The company also touts its ability to get its growing production facility up and running quickly. Tesla said it has broken ground on a lithium refinery in Corpus Christi, Texas, with the goal of starting production of battery-grade lithium chemicals within 12 months.
“That’s the goal,” Baglino said.
What the attendees and online audience didn’t hear was when Tesla would unveil its next-generation vehicle, which management said would be “at a later date.” Tesla did say again that the Cybertuck will arrive this year, with volume production expected in 2024.
The new corporate vision seeks to build on the U.S. electric vehicle market leader and grow from a niche player to a mainstream automaker.

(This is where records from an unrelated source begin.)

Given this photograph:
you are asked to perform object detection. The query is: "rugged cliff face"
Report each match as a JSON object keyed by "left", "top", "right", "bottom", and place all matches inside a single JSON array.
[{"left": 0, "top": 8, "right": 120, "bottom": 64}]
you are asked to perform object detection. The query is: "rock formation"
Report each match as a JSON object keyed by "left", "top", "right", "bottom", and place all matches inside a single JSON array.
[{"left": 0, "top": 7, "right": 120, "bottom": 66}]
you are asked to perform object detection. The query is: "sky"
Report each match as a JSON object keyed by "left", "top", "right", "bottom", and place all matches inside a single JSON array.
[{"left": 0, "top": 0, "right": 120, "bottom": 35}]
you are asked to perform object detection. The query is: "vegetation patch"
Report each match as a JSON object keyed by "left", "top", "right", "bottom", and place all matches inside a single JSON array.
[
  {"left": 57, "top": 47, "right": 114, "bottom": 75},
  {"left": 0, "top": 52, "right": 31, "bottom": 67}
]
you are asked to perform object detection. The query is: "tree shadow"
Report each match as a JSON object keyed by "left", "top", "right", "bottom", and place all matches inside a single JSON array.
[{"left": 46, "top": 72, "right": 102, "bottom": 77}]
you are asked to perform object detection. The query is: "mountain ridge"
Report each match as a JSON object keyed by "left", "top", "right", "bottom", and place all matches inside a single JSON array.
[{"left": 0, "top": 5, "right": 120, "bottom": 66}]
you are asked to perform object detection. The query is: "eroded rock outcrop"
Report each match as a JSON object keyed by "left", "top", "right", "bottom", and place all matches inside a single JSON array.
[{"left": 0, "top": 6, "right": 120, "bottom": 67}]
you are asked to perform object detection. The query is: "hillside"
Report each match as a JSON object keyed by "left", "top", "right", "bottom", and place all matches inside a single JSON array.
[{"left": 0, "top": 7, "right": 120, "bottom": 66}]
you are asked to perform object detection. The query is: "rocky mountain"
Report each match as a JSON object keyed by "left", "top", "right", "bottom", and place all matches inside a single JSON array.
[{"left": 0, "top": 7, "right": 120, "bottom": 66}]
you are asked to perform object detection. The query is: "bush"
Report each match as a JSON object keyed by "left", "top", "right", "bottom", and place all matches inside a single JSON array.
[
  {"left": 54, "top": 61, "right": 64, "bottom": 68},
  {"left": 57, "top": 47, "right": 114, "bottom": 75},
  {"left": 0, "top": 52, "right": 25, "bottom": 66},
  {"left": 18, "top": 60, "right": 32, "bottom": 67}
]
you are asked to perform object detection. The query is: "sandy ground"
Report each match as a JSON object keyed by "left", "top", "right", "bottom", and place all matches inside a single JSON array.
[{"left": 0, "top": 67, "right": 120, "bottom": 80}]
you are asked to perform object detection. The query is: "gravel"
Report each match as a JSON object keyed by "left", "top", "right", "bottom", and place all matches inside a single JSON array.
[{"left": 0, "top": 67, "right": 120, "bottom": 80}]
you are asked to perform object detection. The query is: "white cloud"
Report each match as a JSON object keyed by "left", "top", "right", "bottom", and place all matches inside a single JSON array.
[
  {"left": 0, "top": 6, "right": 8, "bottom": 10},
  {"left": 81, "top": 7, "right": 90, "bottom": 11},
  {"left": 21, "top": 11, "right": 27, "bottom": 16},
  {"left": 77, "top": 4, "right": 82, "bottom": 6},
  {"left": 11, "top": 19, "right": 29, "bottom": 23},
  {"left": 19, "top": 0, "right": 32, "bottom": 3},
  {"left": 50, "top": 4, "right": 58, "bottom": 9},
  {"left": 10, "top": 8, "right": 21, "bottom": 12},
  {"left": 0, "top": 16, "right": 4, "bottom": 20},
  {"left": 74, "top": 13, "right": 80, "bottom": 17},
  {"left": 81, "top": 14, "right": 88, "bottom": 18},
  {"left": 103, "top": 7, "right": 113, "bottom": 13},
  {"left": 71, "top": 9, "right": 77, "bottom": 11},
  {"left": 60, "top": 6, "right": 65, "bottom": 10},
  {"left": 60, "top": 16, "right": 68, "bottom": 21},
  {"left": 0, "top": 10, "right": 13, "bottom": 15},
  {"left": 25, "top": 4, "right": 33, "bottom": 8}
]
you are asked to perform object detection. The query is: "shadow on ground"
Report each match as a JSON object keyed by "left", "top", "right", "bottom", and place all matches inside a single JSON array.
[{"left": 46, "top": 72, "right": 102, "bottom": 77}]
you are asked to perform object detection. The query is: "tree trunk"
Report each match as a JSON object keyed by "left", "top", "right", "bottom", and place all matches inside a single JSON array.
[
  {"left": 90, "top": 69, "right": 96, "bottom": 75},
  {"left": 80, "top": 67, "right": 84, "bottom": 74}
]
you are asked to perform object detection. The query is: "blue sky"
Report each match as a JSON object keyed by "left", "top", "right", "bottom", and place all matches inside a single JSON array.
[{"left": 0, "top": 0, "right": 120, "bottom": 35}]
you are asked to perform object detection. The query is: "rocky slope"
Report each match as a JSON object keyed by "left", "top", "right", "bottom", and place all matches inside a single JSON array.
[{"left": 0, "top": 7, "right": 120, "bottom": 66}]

Tesla’s previous two strategic plans were announced in 2006 and 2016, respectively.
Many investors flocked to Austin for the invitation-only event, where Tesla plans to showcase its “state-of-the-art production line.” Topics management plans to discuss include long-term growth, next-generation vehicle architecture and capital spending plans, the company said.
More than a decade ago, Musk released his first master plan, laying out Tesla’s go-to-market strategy of building an electric sports car and then a line of more affordable cars. The company has realized that vision with the Roadster, Model S and Model 3 sedans — its cheapest cars start at about $43,000.
Ten years later, with Tesla’s acquisition of SolarCity, Musk released the Master Plan, Part Deux. Musk serves as chairman of the solar panel installation company, which is led by his cousin. The plan talks about a solar roof with battery storage, an expanded vehicle lineup and self-driving technology.